Noting laboratory science's limited impact on therapeutics, clinicians worried that their pupils would lose perspective in an educational program focused primarily on the laboratory, as they whiled away their precious time “in the labyrinths of Chemistry and Physiology” (Bigelow 1871, 8). William Osler, perhaps the most distinguished clinician in the United States, vehemently opposed the full-time program, lamenting “the evolution through
out
the country of a set of clinical prigs, the boundary of whose horizon would be the laboratory, and whose only interest was research” (Wheatley 1988, 69).

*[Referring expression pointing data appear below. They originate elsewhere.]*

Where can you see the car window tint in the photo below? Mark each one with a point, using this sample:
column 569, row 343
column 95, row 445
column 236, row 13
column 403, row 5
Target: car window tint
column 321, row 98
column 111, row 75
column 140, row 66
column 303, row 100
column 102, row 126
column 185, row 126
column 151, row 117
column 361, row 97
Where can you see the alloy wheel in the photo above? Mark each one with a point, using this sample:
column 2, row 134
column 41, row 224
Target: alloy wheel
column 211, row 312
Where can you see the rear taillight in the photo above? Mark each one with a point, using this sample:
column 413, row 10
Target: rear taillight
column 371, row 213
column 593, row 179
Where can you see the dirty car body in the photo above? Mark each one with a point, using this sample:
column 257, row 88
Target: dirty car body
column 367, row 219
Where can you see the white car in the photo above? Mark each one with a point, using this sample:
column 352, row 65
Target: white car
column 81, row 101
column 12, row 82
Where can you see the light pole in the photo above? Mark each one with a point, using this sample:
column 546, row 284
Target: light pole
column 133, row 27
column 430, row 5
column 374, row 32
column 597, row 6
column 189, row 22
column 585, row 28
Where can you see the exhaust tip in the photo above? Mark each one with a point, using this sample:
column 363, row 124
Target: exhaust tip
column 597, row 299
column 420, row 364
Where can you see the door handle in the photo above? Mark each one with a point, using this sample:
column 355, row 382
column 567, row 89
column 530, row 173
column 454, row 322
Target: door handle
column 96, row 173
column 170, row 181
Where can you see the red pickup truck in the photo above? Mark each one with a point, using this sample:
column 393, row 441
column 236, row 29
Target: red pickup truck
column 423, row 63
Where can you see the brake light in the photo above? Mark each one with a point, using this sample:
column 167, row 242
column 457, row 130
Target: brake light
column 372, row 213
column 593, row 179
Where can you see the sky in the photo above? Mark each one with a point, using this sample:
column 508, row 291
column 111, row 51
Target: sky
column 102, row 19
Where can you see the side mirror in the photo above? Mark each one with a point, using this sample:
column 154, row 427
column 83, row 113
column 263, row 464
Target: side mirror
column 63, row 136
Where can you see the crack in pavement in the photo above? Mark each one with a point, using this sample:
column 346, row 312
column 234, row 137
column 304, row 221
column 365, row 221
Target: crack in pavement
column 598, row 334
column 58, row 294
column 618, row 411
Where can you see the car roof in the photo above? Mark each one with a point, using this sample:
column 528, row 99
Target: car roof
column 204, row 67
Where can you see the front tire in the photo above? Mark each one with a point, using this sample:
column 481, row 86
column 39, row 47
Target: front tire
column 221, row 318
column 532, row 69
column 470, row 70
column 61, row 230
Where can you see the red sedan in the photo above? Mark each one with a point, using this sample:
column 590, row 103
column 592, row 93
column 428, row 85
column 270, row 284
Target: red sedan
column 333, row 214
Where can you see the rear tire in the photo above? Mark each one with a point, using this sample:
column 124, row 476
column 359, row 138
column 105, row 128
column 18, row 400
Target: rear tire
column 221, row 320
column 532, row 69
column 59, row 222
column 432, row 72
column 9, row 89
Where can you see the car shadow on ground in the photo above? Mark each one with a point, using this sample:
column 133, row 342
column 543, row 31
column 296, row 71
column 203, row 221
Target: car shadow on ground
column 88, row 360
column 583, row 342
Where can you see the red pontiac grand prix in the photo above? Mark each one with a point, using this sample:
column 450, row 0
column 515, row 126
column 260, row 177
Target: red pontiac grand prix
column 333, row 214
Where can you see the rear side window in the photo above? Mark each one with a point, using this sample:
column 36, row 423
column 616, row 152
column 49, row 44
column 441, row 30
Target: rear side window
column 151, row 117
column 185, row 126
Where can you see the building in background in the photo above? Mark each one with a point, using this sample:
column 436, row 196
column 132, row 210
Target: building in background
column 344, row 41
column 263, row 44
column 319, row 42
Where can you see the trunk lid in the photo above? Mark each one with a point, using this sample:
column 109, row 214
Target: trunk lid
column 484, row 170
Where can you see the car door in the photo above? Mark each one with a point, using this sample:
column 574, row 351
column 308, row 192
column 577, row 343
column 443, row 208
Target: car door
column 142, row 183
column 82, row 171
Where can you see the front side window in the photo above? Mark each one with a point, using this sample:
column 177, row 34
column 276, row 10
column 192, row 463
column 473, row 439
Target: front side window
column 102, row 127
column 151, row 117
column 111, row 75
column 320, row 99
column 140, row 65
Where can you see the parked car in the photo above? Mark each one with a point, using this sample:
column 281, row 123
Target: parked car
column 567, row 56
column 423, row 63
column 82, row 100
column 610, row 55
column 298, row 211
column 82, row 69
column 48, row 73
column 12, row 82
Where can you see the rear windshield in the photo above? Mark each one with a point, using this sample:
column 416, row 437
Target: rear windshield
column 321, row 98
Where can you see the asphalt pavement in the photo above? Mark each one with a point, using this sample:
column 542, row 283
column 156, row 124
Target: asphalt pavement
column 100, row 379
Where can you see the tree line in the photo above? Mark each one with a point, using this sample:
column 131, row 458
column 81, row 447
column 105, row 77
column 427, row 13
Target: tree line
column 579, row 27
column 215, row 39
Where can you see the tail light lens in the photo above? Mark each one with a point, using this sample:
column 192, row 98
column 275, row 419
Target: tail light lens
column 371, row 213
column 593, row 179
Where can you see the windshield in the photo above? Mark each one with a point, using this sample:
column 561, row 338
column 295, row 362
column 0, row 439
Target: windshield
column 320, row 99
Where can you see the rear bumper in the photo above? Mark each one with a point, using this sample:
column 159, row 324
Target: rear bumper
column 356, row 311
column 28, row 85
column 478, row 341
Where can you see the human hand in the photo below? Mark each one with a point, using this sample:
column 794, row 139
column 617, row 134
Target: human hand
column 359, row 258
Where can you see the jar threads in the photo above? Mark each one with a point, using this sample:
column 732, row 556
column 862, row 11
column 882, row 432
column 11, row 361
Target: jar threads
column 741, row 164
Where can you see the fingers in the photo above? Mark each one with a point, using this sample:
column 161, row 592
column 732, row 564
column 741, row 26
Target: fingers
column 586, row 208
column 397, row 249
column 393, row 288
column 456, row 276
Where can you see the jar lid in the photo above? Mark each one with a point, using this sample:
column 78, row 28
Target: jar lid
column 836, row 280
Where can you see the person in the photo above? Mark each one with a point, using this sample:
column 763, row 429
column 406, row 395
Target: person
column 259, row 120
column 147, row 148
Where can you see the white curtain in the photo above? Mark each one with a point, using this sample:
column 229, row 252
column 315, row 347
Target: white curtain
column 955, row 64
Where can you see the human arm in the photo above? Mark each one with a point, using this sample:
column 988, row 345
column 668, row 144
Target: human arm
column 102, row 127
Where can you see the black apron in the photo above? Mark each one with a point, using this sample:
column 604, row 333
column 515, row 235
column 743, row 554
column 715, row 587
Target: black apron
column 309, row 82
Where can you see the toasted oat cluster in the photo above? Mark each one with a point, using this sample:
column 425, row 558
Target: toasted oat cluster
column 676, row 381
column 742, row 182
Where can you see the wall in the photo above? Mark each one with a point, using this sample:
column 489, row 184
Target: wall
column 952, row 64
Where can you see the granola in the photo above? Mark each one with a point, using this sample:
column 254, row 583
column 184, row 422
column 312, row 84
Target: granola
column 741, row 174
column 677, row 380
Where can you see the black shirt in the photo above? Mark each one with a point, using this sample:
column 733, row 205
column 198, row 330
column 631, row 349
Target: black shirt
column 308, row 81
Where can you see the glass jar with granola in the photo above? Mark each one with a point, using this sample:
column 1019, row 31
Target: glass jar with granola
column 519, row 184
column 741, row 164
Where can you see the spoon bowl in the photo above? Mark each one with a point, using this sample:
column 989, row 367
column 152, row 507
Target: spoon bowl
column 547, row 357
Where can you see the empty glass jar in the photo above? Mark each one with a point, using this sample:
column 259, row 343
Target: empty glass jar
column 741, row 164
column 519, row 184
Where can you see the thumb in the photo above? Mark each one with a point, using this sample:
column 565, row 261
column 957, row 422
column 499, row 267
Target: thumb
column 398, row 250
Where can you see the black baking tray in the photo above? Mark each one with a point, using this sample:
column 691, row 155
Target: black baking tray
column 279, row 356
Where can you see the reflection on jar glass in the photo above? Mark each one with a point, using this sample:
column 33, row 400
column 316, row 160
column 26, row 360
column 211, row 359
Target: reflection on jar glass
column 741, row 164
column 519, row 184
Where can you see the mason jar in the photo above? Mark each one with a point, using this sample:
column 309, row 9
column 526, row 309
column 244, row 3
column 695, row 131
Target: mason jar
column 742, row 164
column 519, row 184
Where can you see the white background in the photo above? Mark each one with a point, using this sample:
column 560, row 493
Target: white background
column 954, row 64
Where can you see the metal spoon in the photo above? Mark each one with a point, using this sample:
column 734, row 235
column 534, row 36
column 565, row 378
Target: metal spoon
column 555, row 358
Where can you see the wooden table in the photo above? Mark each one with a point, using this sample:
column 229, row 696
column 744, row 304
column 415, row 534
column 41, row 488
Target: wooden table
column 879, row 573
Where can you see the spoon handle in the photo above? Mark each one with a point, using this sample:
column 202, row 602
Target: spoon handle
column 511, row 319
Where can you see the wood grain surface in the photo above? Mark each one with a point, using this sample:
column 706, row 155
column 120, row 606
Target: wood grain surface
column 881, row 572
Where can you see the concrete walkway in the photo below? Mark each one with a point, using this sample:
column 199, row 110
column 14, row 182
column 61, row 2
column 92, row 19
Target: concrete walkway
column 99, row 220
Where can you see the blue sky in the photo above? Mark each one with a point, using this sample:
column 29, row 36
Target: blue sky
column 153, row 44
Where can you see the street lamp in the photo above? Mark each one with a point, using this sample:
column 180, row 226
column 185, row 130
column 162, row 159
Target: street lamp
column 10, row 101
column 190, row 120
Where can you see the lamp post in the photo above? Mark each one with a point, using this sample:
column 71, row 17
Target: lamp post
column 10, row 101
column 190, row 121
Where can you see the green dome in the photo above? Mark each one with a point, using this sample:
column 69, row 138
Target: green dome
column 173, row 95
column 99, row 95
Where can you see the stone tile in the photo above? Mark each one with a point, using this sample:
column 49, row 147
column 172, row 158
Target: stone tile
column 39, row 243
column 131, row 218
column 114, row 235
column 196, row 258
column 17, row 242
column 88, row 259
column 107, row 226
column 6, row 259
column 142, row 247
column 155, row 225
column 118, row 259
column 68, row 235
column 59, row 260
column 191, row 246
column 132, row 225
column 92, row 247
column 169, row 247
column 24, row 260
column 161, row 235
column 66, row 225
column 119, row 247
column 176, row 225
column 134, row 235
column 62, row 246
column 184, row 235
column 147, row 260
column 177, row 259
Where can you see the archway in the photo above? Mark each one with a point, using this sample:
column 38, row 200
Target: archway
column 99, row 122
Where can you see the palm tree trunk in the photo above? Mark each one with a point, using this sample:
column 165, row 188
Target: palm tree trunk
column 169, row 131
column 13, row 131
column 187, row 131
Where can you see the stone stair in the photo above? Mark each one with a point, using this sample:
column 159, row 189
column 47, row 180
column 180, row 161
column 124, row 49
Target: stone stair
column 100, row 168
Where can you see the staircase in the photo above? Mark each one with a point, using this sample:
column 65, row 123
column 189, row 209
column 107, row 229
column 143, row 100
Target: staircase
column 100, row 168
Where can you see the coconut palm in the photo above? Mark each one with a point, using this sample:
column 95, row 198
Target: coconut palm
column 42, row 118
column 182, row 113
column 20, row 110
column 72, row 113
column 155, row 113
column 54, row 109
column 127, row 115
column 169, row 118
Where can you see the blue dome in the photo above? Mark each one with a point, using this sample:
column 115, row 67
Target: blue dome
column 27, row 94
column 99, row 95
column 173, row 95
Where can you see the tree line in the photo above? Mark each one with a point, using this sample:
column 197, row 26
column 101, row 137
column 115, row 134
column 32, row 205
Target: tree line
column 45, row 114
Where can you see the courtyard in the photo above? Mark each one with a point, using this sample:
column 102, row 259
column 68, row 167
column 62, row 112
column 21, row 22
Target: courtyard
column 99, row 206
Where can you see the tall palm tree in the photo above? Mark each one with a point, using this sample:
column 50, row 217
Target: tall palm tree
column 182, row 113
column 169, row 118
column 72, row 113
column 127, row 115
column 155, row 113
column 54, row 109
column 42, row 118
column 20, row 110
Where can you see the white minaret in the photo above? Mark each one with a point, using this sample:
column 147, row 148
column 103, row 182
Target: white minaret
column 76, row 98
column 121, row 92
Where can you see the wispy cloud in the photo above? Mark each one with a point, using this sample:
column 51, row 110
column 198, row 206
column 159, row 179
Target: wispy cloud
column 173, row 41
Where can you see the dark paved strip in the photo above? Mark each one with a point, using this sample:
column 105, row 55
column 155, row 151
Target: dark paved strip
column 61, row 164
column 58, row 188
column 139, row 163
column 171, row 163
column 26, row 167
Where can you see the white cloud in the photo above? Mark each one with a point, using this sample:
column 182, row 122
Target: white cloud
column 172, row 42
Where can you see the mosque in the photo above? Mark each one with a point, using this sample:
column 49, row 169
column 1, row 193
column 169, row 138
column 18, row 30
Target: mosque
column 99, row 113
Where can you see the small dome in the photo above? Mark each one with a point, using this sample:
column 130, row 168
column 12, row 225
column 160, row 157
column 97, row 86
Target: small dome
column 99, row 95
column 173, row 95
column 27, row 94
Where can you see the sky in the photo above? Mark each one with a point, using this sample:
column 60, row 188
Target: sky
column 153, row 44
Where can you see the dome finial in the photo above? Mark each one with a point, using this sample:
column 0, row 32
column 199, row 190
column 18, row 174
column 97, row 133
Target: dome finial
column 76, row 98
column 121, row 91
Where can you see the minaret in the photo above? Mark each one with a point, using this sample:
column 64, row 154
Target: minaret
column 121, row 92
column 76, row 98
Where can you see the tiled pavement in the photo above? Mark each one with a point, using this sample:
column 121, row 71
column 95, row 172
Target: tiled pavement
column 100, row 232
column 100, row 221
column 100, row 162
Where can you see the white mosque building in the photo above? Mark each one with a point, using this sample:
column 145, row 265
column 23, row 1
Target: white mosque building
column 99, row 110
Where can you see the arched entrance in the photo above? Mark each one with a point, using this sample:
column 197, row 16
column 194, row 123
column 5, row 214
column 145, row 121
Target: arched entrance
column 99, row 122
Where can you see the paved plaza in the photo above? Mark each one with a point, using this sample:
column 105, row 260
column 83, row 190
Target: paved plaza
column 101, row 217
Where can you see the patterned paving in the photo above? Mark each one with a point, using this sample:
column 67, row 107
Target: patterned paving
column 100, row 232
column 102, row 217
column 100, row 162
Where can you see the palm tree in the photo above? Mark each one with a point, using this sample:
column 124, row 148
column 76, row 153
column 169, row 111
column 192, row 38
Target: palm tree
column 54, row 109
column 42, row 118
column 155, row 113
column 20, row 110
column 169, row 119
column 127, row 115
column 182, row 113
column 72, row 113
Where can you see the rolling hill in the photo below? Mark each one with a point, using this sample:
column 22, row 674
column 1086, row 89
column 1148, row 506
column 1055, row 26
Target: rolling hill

Pitted against the well-connected and resource-rich network of bacteriologists, clinicians could not compete with the power of Rockefeller's money. Flexner, refusing to bow to pressure, made the full-time program the centerpiece of the GEB's reforms; medical schools that sought Rockefeller money had to pass a litmus test to receive funds. No full-time program, no money. Medical schools were all but required to adopt it to survive. As more and more university hospitals embraced the full-time program and used the funds to build up their infrastructures, hospitals generally became organized according to the epistemology of the laboratory. In the internal allopathic debate over medicine as an art versus medicine as a science, science won. Once again, Rockefeller finances dictated the winners and losers. Local cliques of clinical physicians were replaced with a national network of clinical scientists, shifting the power in the hospitals from local communities to Welch's network of laboratory scientists (Wheatley 1988). And lay trustees, long the governors of hospitals, were elbowed aside as control went to Flexner's physician/scientists (Rosenberg 1987a).